BRUSSELS, Belgium: A year to the day after he met here with NATO officials on his way to take command of U.S. and international forces in Afghanistan, Army Gen. Stanley A. McChrystal today reviewed the progress achieved there over the last 12 months and provided his perspective for the year to come.
McChrystal met with reporters at NATO headquarters here, where the alliance’s defense ministers, including Defense Secretary Robert M. Gates, are having two days of meetings.
Though much remains to be done in Afghanistan, McChrystal said, much has taken place with a new approach to the mission over the last year.
“I’m not going to try to tell you that everything changed day-to-day,” he said, “because it does not [work] that way, but over the course of the year, it’s been pretty significant.”
The new approach for the Afghanistan mission began with an exhaustive assessment followed by refinements in strategy and some difficult resource decisions, McChrystal said. The past year also has seen an overhaul of the command’s concept of operations, and a retooling of how it develops the Afghan national security forces.
“[The Afghan forces] are the strategic main effort,” he said, “and they are key to the long-term stability of the country.”
Meanwhile, the numbers of Afghan soldiers and national police continue to increase, McChrystal said.
“A year ago, there were about 150,000 total Afghan national security forces,” he said. “Today, there are 230,000. That’s a significant growth in a 12-month period. In 18 months – that 12, plus the next six months – we will have equaled the growth of the last seven years, so you can see that pace has accelerated.”
But numbers aren’t the whole story, McChrystal said. The quality of Afghan forces is moving ahead rapidly over the past year through coalition forces working side by side with their Afghan partners.
“Today, about 85 percent of the Afghan National Army has real partnerships as they go around the battlefield,” he said.

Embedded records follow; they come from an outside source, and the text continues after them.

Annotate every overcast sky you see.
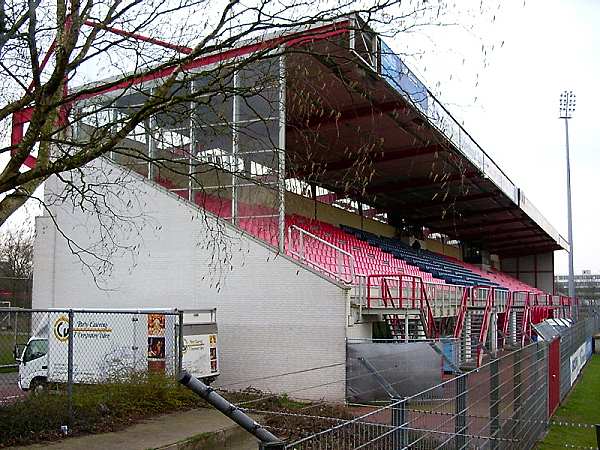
[394,0,600,274]
[2,0,600,273]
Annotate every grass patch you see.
[537,355,600,450]
[0,374,206,447]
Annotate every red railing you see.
[366,273,438,338]
[477,288,496,367]
[502,292,513,347]
[454,289,471,338]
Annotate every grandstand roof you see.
[55,16,568,256]
[286,18,568,256]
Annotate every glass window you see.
[23,339,48,362]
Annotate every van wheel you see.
[29,378,48,394]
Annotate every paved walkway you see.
[12,408,258,450]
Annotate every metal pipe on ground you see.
[179,370,283,448]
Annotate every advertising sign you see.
[48,313,146,383]
[182,334,219,378]
[569,339,592,386]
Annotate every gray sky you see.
[396,0,600,273]
[2,0,600,273]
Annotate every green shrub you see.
[0,374,205,446]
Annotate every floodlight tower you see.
[559,91,575,317]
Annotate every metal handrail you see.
[288,225,356,284]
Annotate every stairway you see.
[461,306,489,370]
[384,311,427,342]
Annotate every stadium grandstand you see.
[554,270,600,300]
[21,18,575,400]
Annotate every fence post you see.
[454,374,468,449]
[512,350,523,442]
[177,310,183,377]
[392,397,408,450]
[490,359,500,450]
[67,309,75,430]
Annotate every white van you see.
[15,309,219,390]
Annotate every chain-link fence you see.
[286,314,600,450]
[0,308,219,424]
[0,277,32,310]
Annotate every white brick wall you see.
[33,161,348,400]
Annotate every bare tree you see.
[0,0,506,284]
[0,0,504,221]
[0,227,33,279]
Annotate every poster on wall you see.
[182,334,219,378]
[148,314,166,373]
[569,339,592,386]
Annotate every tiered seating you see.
[286,214,443,283]
[343,226,501,287]
[156,178,543,294]
[445,256,544,294]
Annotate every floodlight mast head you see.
[559,91,576,119]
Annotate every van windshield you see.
[23,339,48,362]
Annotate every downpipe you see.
[178,371,284,449]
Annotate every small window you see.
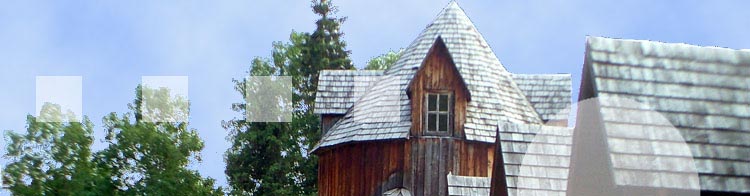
[425,93,452,134]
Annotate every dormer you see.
[406,37,471,138]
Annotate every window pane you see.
[427,114,437,131]
[438,114,448,131]
[427,94,437,111]
[438,95,449,111]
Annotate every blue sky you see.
[0,0,750,191]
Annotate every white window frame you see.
[423,92,453,135]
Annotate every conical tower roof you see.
[319,1,542,150]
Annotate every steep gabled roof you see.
[316,2,542,149]
[447,123,573,196]
[580,37,750,193]
[314,70,383,115]
[513,74,573,121]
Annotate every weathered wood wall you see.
[318,141,409,196]
[405,136,494,195]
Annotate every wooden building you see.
[313,2,571,195]
[313,2,750,196]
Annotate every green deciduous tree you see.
[96,86,222,195]
[3,87,223,195]
[3,103,105,195]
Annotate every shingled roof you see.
[447,123,573,196]
[316,2,542,149]
[580,37,750,193]
[513,74,573,122]
[314,70,383,114]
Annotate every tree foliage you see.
[3,87,223,195]
[365,49,403,70]
[96,86,222,195]
[222,1,354,195]
[3,103,104,195]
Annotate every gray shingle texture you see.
[316,2,542,149]
[584,37,750,192]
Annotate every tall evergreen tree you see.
[222,1,354,195]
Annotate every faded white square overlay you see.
[245,76,294,122]
[35,76,83,122]
[140,76,190,123]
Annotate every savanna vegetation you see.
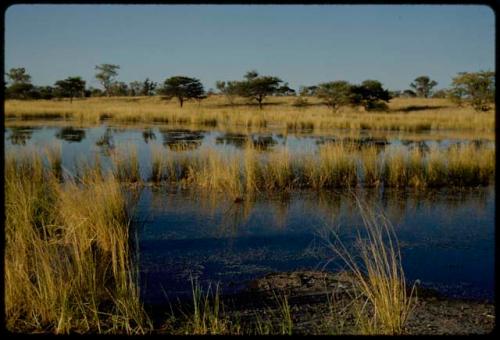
[4,64,495,334]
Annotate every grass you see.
[4,151,150,334]
[328,199,416,335]
[5,95,495,133]
[147,143,495,191]
[111,145,140,183]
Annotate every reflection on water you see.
[142,128,156,144]
[160,129,205,151]
[7,126,40,145]
[56,127,85,143]
[215,133,278,151]
[137,187,495,301]
[4,125,495,302]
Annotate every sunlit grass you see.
[4,151,150,334]
[328,200,416,335]
[5,96,495,133]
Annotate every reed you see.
[328,198,416,335]
[360,146,383,187]
[150,144,166,182]
[305,143,358,189]
[183,280,230,335]
[147,143,495,193]
[111,145,141,183]
[4,153,150,334]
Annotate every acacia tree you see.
[128,80,142,97]
[95,64,120,97]
[351,79,391,111]
[234,70,282,109]
[142,78,158,96]
[5,67,34,99]
[314,80,353,111]
[5,67,31,84]
[160,76,206,107]
[410,76,437,98]
[54,77,85,102]
[215,80,239,105]
[450,71,495,111]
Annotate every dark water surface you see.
[4,125,495,303]
[137,187,495,302]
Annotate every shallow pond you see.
[4,125,495,303]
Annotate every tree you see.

Though the Afghan forces are many years away from a level of professionalism that would be expected of long-standing forces such as the U.S. Army, the general said, they have made significant progress.
Building the Afghan National Police remains a challenge, McChrystal acknowledged, noting it needs more training and “in many cases, doesn’t have as much trust of the populace that a police force must have.”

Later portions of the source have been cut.